Tucked in Tight: Compression Wear in Pregnancy

By Lindsey Johnson
Closeup of woman in blue swimsuit holding pregnant stomach

There are many physical changes that happen during pregnancy. Despite the obvious ones, there are others that you may not yet know about. Being prepared can help you know what to expect and what to do to ease the aches and pains.

A 2016 study revealed that one of the physiological changes associated with pregnancy is a 50% increase in blood volume as well as hypercoagulation of blood, meaning it clots more easily in preparation for delivery. Nemours KidsHealth also indicates that the extra fluid in the body as well as the increased pressure from the growing uterus can cause swelling in the feet and ankles Another common pregnancy symptom is round ligament pain, as the body produces hormones that cause ligaments to become loose and stretchy, according to the Cleveland Clinic.

These changes sound fun, don’t they? No need to worry—there are some remedies that can help alleviate the discomfort, like compression wear in pregnancy!

Pregnancy belts

Round ligament pain, a growing uterus and being on your feet can make back and belly pain a real nuisance. A compression pregnancy belt can help alleviate some of the pressure on the pelvis by supporting the extra weight of your belly. Round ligament pain is most common with a shift in position, so pregnancy belts can be especially useful for mamas-to-be who are on the go! The American College of Obstetricians and Gynecologists (ACOG) also reports that wearing this type of support during provider-approved exercise, particularly in the third trimester, can help with back pain and discomfort.

Choose a belt with a soft material that won’t irritate the skin, particularly if you are sweating. You can also wear it over a light layer of clothing, such as a camisole. The belt should provide support but not be too tight. Use it during periods of greater activity or when you might be standing for a longer period. Allow for breaks in use when you are sitting, resting or doing minimal activity.

Compression stockings

A common complaint among pregnant women is the light swelling and discomfort in the feet and ankles. While minimal swelling is considered normal, contact your provider if swelling is severe, only occurs on one side or is accompanied by other symptoms.

For routine swelling, pregnancy compression wear like stockings or socks may help, particularly if used from the start of the day before fluid has the chance to accumulate. Compression socks can help reduce swelling, minimize varicose veins (another common pregnancy side effect), improve circulation and relieve aches and pains.
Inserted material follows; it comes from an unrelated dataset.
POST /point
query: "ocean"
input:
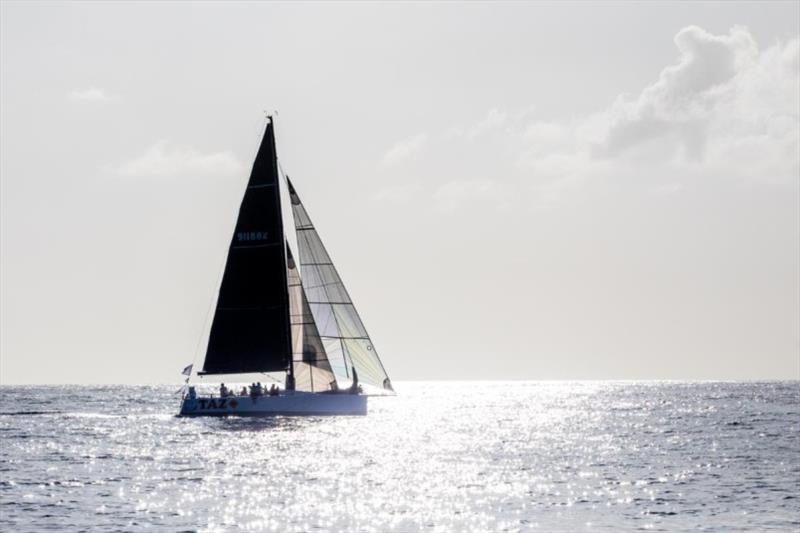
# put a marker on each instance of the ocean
(440, 456)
Compression socks are particularly helpful during travel to prevent deep vein thrombosis (DVT) or developing blood clots in the leg. If you’ll be sitting for long an extended period in a car or plane, compression socks can help minimize the risk.

You can find over-the-counter compression socks in sporting goods stores or online. They come in a variety of compression levels. The sock should be snug and supportive but should not be cutting off circulation or cause numbness or tingling in the extremities. There are also prescription socks available, ask your provider for details.

You can wear compression socks throughout most of the day. However, you do not usually need them overnight as the feet are elevated. The swelling may continue up to six weeks postpartum, so wearing the socks after delivery may be comforting.

A tip from Giggle

Before purchasing any compression wear for pregnancy, talk to your provider about your concerns to rule out anything more serious. Compression wear is not recommended for everyone, so seek permission from your provider first, especially if you have underlying conditions such as diabetes or peripheral vascular disease.